According to the OR analysis, olanzapine use was not associated with a reduction in the incidence of CINV. This finding is inconsistent with previous reports demonstrating that the addition of olanzapine to antiemetic regimens for HEC effectively reduces CINV22,23,24,25. A possible explanation for this is that the study period included the time prior to the revision of the Japanese antiemetic guidelines, during which olanzapine use was relatively rare. In Japan, olanzapine is contraindicated in patients with diabetes, and its use is generally recommended with caution in other countries. Therefore, careful consideration of individual patient characteristics is necessary when prescribing olanzapine.

This study has some limitations. First, the model was developed and validated using a single-country cohort, necessitating external validation in other populations to assess its generalizability. Differences in key variables such as vomiting incidence, olanzapine use, and cancer stage distribution between the training and validation datasets may reflect temporal trends or institutional variability. Although our model demonstrated robust performance despite these imbalances, further validation in independent and prospectively collected cohorts is necessary to confirm its generalizability. Additionally, the significant result of the Hosmer–Lemeshow test (p < 0.0001) should be interpreted with caution. This test is highly sensitive to large sample sizes, and statistical significance does not necessarily indicate poor calibration. Therefore, this result should be considered in conjunction with other calibration metrics, such as the calibration plot and ICC, which supported adequate model calibration.
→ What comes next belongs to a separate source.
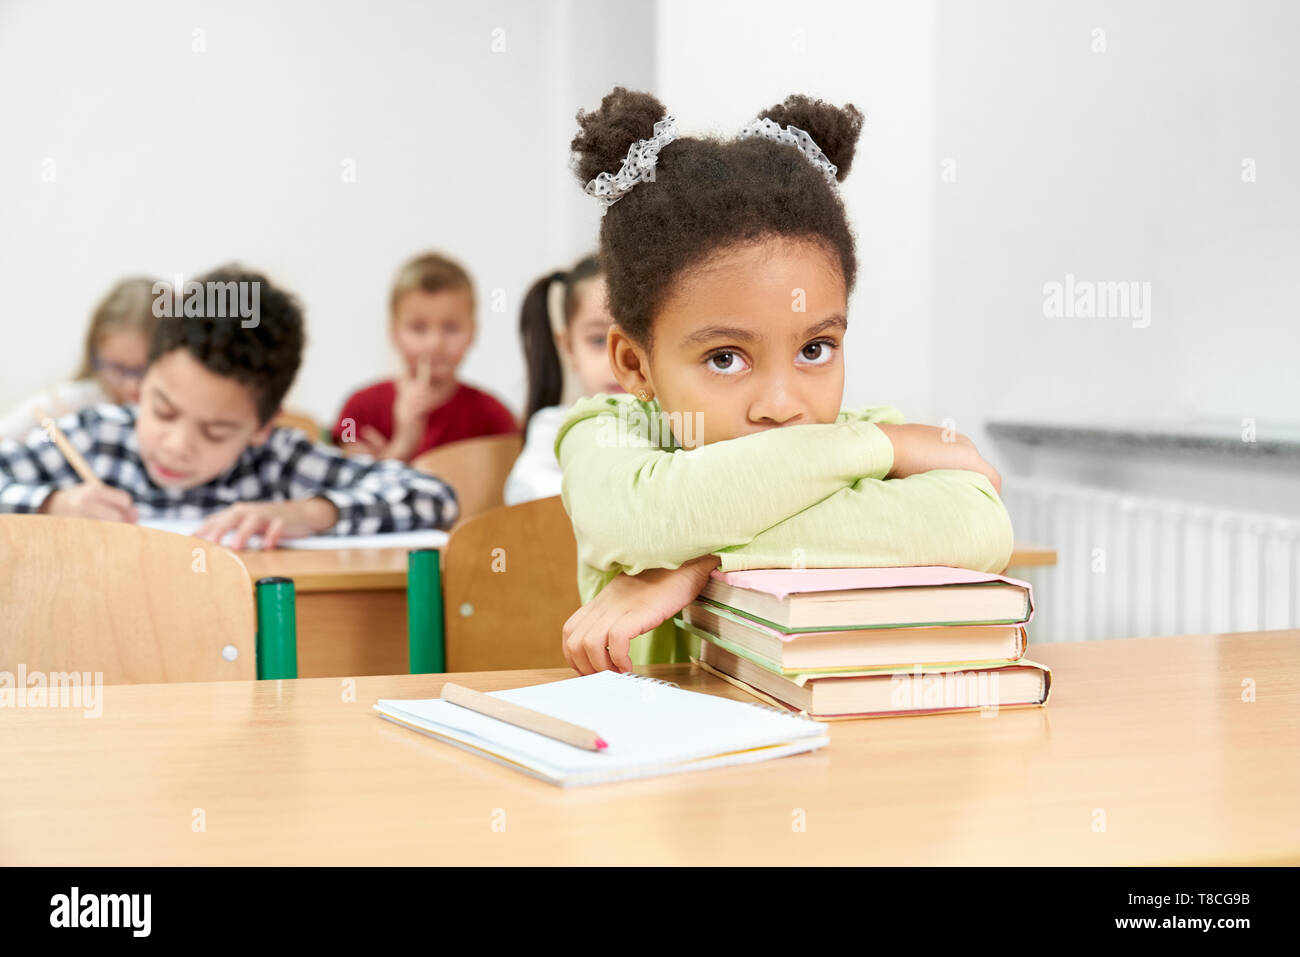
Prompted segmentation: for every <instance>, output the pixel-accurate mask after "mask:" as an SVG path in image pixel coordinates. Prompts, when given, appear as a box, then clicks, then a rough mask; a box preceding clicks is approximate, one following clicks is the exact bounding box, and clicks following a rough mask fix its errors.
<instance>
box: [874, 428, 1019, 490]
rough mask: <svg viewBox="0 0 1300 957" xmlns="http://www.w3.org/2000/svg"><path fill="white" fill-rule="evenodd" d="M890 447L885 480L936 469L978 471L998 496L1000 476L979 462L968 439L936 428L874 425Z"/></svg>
mask: <svg viewBox="0 0 1300 957" xmlns="http://www.w3.org/2000/svg"><path fill="white" fill-rule="evenodd" d="M876 428H878V429H880V430H881V432H883V433H885V437H887V438H888V439H889V441H891V442H892V443H893V447H894V464H893V468H892V469H889V475H887V476H885V479H904V477H906V476H909V475H918V473H920V472H930V471H932V469H936V468H965V469H967V471H971V472H979V473H980V475H984V476H987V477H988V480H989V482H992V484H993V490H995V492H996V493H997V494H1000V495H1001V494H1002V476H1001V475H998V472H997V469H996V468H993V465H991V464H989V463H988V462H985V460H984V459H983V456H982V455H980V454H979V451H978V450H976V449H975V443H974V442H971V439H970V438H967V437H966V436H963V434H961V433H959V432H953V433H950V434H948V437H945V434H946V429H941V428H939V426H937V425H879V424H878V425H876Z"/></svg>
Second, potential confounding factors, such as dietary habits, psychological influences, and genetic predisposition to CINV, were not incorporated into the model. Including these factors in future studies may enhance predictive accuracy. Third, although our model exhibited strong performance as demonstrated by a high ROC-AUC value, its clinical utility remains unconfirmed. In addition, due to the retrospective design of the study, detailed information regarding radiation field and volume was not consistently available, limiting our ability to evaluate their potential association with CINV. The exclusion of patients with non-CCRT-related nausea risk factors may introduce a degree of subjectivity, as these decisions were based on clinical documentation and pharmacist judgment, potentially contributing to selection bias. Finally, as no imputation was conducted, the exclusion of patients with missing data may have introduced selection bias. This limitation should be considered when interpreting the generalizability of the results. Factors such as ease of implementation, clinician adherence, and cost-effectiveness should be evaluated in future studies.

In conclusion, we developed a predictive model for CINV in patients with cervical cancer receiving chemoradiotherapy and demonstrated its high predictive accuracy. This model holds promise for improving supportive cancer care by enabling early risk stratification and personalized antiemetic interventions. Future studies should focus on external validation and clinical implementation to maximize the impact on patient care.